[Greylist-users] greylisting and VERP
scott at spamwolf.com
Mon Oct 6 11:29:19 PDT 2003
At 10:13 PM 10/5/03 -0400, you wrote:
>Hi. I've only just installed relaydelay on my mail server, though
>I've been following the list (via the archive) for a little while.
>Aside from annoying little things like supposedly legitimate mailers
>that never retry, and the delays on VERP with per-message envelope
>senders, it seems like a great scheme. (At least until the spammers
>all start resending after several hours' delay.)
>I'm on more than one list that uses a per-message envelope sender for
>tracking bounces. And I can't quite agree with the comments in the
>greylisting web page that suggest it's a broken idea. The
>recommendation in the greylist docs seems to be just to live with the
>delay for every message.
>For all the cases I've seen, there's a numeric field present, in one
>of a small number of fairly simple forms:
>liststuff-###-###-###-encodingofmyaddress at host (yahoo groups),
>liststuff-###-addr at host, and occasionally liststuff+M###@host.
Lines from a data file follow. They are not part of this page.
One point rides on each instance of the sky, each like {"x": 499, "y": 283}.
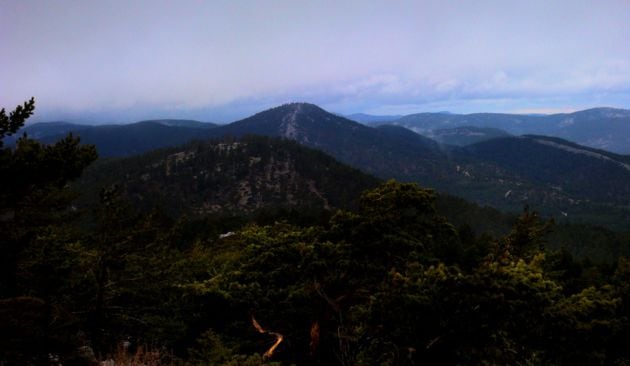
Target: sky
{"x": 120, "y": 61}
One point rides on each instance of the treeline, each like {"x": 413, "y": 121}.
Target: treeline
{"x": 389, "y": 282}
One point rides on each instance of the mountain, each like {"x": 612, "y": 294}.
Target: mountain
{"x": 231, "y": 176}
{"x": 370, "y": 118}
{"x": 555, "y": 176}
{"x": 466, "y": 135}
{"x": 123, "y": 140}
{"x": 500, "y": 174}
{"x": 43, "y": 130}
{"x": 602, "y": 128}
{"x": 375, "y": 151}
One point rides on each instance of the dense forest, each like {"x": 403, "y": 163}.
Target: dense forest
{"x": 387, "y": 280}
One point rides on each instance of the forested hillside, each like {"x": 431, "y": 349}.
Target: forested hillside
{"x": 385, "y": 280}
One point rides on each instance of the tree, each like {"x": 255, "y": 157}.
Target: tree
{"x": 34, "y": 208}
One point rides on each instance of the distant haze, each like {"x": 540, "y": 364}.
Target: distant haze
{"x": 120, "y": 61}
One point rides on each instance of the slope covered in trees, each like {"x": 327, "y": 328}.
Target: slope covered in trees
{"x": 386, "y": 281}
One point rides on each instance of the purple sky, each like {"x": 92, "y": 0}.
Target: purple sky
{"x": 120, "y": 61}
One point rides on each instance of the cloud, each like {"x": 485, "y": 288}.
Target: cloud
{"x": 206, "y": 56}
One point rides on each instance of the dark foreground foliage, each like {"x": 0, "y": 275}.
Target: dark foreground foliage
{"x": 388, "y": 283}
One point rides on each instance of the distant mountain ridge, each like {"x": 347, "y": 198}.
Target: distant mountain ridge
{"x": 122, "y": 140}
{"x": 506, "y": 173}
{"x": 471, "y": 172}
{"x": 232, "y": 176}
{"x": 602, "y": 128}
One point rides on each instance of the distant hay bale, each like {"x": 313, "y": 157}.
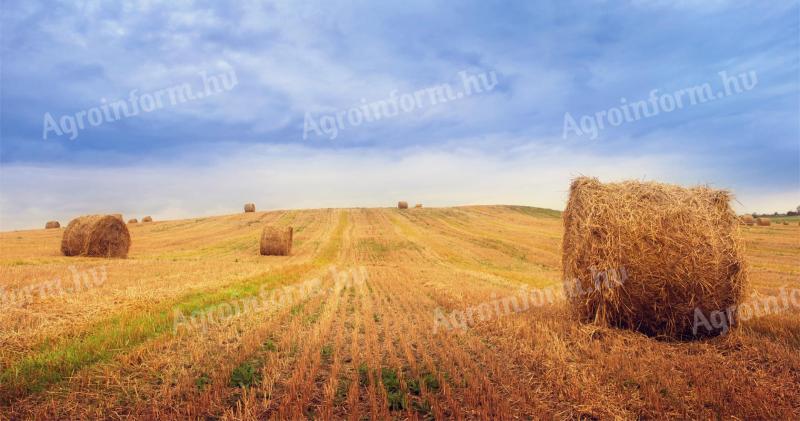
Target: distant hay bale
{"x": 652, "y": 257}
{"x": 97, "y": 236}
{"x": 276, "y": 241}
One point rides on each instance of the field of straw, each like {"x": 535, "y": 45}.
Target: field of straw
{"x": 369, "y": 333}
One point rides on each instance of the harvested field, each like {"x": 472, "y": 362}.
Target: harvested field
{"x": 383, "y": 335}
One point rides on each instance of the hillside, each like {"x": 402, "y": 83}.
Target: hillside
{"x": 377, "y": 336}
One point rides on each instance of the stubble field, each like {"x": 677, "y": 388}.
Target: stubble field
{"x": 368, "y": 333}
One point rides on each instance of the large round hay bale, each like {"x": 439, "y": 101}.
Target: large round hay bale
{"x": 276, "y": 241}
{"x": 96, "y": 235}
{"x": 652, "y": 257}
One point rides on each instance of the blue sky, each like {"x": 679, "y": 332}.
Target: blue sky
{"x": 505, "y": 145}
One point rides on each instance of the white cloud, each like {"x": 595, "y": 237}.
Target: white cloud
{"x": 300, "y": 177}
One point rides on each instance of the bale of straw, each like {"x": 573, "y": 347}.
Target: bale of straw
{"x": 96, "y": 235}
{"x": 649, "y": 256}
{"x": 276, "y": 241}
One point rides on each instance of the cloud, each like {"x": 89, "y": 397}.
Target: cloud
{"x": 551, "y": 57}
{"x": 278, "y": 177}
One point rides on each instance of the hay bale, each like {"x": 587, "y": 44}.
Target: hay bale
{"x": 649, "y": 256}
{"x": 96, "y": 235}
{"x": 276, "y": 241}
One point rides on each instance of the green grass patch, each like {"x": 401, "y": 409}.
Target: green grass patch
{"x": 244, "y": 375}
{"x": 55, "y": 360}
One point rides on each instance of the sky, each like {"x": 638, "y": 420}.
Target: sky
{"x": 361, "y": 104}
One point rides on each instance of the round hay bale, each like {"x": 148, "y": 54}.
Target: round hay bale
{"x": 276, "y": 241}
{"x": 96, "y": 235}
{"x": 652, "y": 257}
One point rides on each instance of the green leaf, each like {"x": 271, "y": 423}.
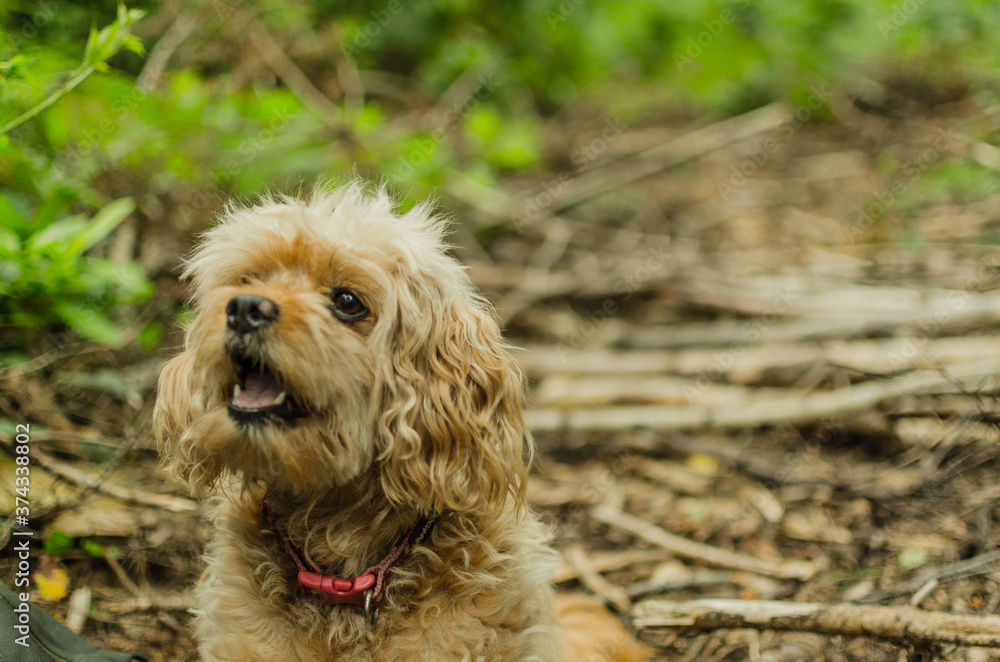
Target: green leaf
{"x": 101, "y": 225}
{"x": 89, "y": 323}
{"x": 61, "y": 232}
{"x": 58, "y": 542}
{"x": 92, "y": 547}
{"x": 9, "y": 217}
{"x": 108, "y": 381}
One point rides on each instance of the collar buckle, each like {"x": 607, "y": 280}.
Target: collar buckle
{"x": 335, "y": 591}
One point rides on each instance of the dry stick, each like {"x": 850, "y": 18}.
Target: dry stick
{"x": 940, "y": 314}
{"x": 980, "y": 564}
{"x": 175, "y": 602}
{"x": 796, "y": 408}
{"x": 297, "y": 82}
{"x": 614, "y": 174}
{"x": 696, "y": 550}
{"x": 604, "y": 561}
{"x": 593, "y": 580}
{"x": 890, "y": 355}
{"x": 905, "y": 625}
{"x": 160, "y": 54}
{"x": 90, "y": 481}
{"x": 79, "y": 607}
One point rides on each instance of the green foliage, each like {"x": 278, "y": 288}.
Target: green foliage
{"x": 46, "y": 278}
{"x": 58, "y": 542}
{"x": 462, "y": 86}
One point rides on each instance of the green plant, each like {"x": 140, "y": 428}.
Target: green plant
{"x": 46, "y": 278}
{"x": 101, "y": 46}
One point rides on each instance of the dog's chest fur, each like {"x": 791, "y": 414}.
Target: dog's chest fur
{"x": 476, "y": 592}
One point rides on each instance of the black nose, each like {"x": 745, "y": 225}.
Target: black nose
{"x": 246, "y": 313}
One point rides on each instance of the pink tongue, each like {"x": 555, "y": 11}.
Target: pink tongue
{"x": 260, "y": 391}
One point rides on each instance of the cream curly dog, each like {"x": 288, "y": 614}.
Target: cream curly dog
{"x": 346, "y": 395}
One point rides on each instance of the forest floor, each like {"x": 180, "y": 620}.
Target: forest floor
{"x": 761, "y": 335}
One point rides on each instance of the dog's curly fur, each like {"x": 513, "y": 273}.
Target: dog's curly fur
{"x": 414, "y": 407}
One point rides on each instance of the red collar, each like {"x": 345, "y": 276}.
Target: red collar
{"x": 366, "y": 589}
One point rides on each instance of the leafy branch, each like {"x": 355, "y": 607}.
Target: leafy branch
{"x": 101, "y": 46}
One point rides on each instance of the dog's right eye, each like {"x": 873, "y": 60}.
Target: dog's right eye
{"x": 347, "y": 306}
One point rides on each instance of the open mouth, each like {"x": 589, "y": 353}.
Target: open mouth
{"x": 259, "y": 394}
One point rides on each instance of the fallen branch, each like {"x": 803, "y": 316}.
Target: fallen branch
{"x": 614, "y": 174}
{"x": 793, "y": 409}
{"x": 905, "y": 625}
{"x": 981, "y": 564}
{"x": 99, "y": 483}
{"x": 576, "y": 557}
{"x": 700, "y": 551}
{"x": 943, "y": 314}
{"x": 890, "y": 355}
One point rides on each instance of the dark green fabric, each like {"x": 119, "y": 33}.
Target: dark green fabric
{"x": 49, "y": 639}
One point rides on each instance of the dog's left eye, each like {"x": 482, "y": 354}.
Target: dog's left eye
{"x": 347, "y": 306}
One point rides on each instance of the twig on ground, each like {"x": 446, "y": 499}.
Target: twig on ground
{"x": 793, "y": 409}
{"x": 177, "y": 602}
{"x": 160, "y": 54}
{"x": 79, "y": 607}
{"x": 604, "y": 561}
{"x": 92, "y": 482}
{"x": 300, "y": 85}
{"x": 905, "y": 625}
{"x": 981, "y": 564}
{"x": 695, "y": 550}
{"x": 576, "y": 557}
{"x": 614, "y": 174}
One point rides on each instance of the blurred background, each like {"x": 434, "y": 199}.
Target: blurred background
{"x": 749, "y": 251}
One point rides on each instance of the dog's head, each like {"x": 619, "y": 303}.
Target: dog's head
{"x": 333, "y": 340}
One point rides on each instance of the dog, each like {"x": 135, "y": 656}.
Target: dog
{"x": 347, "y": 402}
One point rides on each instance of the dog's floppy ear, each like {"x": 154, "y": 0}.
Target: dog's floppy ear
{"x": 451, "y": 432}
{"x": 178, "y": 405}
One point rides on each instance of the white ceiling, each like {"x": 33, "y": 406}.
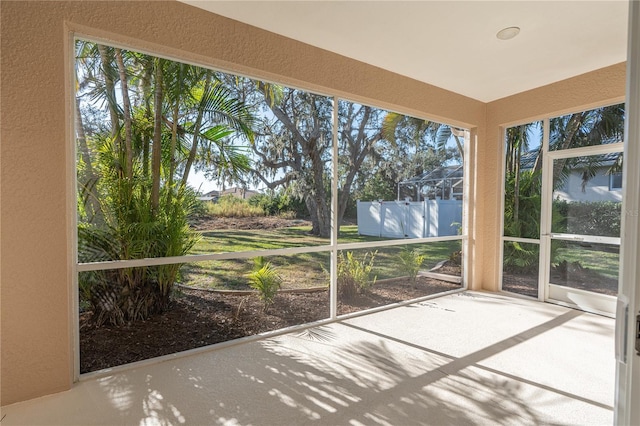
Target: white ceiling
{"x": 453, "y": 44}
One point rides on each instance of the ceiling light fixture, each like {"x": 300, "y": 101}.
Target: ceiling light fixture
{"x": 508, "y": 33}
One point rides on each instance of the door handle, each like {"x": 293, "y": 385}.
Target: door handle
{"x": 622, "y": 325}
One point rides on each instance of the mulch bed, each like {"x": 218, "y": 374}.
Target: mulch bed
{"x": 199, "y": 318}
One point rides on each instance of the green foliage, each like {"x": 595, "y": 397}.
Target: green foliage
{"x": 231, "y": 206}
{"x": 588, "y": 218}
{"x": 279, "y": 204}
{"x": 521, "y": 258}
{"x": 354, "y": 275}
{"x": 265, "y": 279}
{"x": 411, "y": 261}
{"x": 130, "y": 230}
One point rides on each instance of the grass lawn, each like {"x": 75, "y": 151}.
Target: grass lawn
{"x": 603, "y": 262}
{"x": 297, "y": 271}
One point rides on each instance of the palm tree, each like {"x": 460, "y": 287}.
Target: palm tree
{"x": 161, "y": 114}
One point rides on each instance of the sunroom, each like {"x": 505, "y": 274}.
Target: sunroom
{"x": 519, "y": 236}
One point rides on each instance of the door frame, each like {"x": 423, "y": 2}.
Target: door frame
{"x": 548, "y": 291}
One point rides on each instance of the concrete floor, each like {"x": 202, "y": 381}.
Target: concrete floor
{"x": 466, "y": 358}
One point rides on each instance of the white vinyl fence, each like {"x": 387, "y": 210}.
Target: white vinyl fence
{"x": 405, "y": 219}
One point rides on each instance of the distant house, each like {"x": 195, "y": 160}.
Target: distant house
{"x": 605, "y": 185}
{"x": 210, "y": 196}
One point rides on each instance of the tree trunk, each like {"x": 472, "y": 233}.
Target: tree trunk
{"x": 126, "y": 108}
{"x": 156, "y": 155}
{"x": 88, "y": 183}
{"x": 111, "y": 94}
{"x": 196, "y": 133}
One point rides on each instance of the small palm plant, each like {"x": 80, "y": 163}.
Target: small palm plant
{"x": 265, "y": 279}
{"x": 354, "y": 275}
{"x": 411, "y": 261}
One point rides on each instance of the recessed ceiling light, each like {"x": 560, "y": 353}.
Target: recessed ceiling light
{"x": 508, "y": 33}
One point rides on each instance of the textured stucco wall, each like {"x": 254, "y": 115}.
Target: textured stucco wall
{"x": 36, "y": 133}
{"x": 598, "y": 88}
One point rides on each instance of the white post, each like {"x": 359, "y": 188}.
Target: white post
{"x": 333, "y": 288}
{"x": 627, "y": 409}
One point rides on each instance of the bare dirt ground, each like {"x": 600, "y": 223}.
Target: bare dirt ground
{"x": 199, "y": 318}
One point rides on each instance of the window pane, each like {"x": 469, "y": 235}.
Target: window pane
{"x": 399, "y": 176}
{"x": 592, "y": 267}
{"x": 520, "y": 268}
{"x": 378, "y": 277}
{"x": 523, "y": 182}
{"x": 582, "y": 201}
{"x": 587, "y": 128}
{"x": 175, "y": 159}
{"x": 214, "y": 303}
>Is there some reason not to stick regular expressions for these forms
>someplace and boil them down to a common form? A "from whom do I have
>mail" script I wrote some time back does this substitution on names
>before doing a unique sort, and it works fairly well:
> | sed -e 's/-[0-9][0-9\-]*-raeburn/-#-raeburn/g' \
> -e 's/-[0-9][0-9\-]*-kr/-#-kr/g' \
> -e 's/+M[0-9][0-9]*@/+M#@/g' \
> -e 's/+M[0-9][0-9]*=/+M#=/g' \
>Now, maybe in the Yahoo Groups case, it would make sense to keep the
>group number, except of course that Yahoo Groups is lame enough that
>it needs to be whitelisted. Still, perhaps replacing a block of
>digits surrounded by dashes, or preceded by "+M" and followed by "@"
>or "=", would let the list messages come through without delay, and
>without opening up the recipient to too much spam?
Currently I chop everything after the first '-' or '+' after
the first two letters.
So far I haven't seen a noticable increase in spam because of it.
Another approach is to whitelist the server.
>I guess a spammer could try forging "spammer-1-foo at aol" on one pass
>and "spammer-2-foo at aol" on another pass, to avoid having the same
>identity (which could have gotten marked as a spammer) show up too
>often, and that would get him past the greylist filter with this
>change. Is that likely to be a big problem?
No. The spammer could use spammer-1-foo at aol on
both passes more easily, so why bother?
The issue is that a lot of fake addresses look like this:
"email@example.com" (replace the '#' with a random digit)
If you convert that to "a at example.com" then a small but noticable
percentage of spam "retries" in the window, and gets through.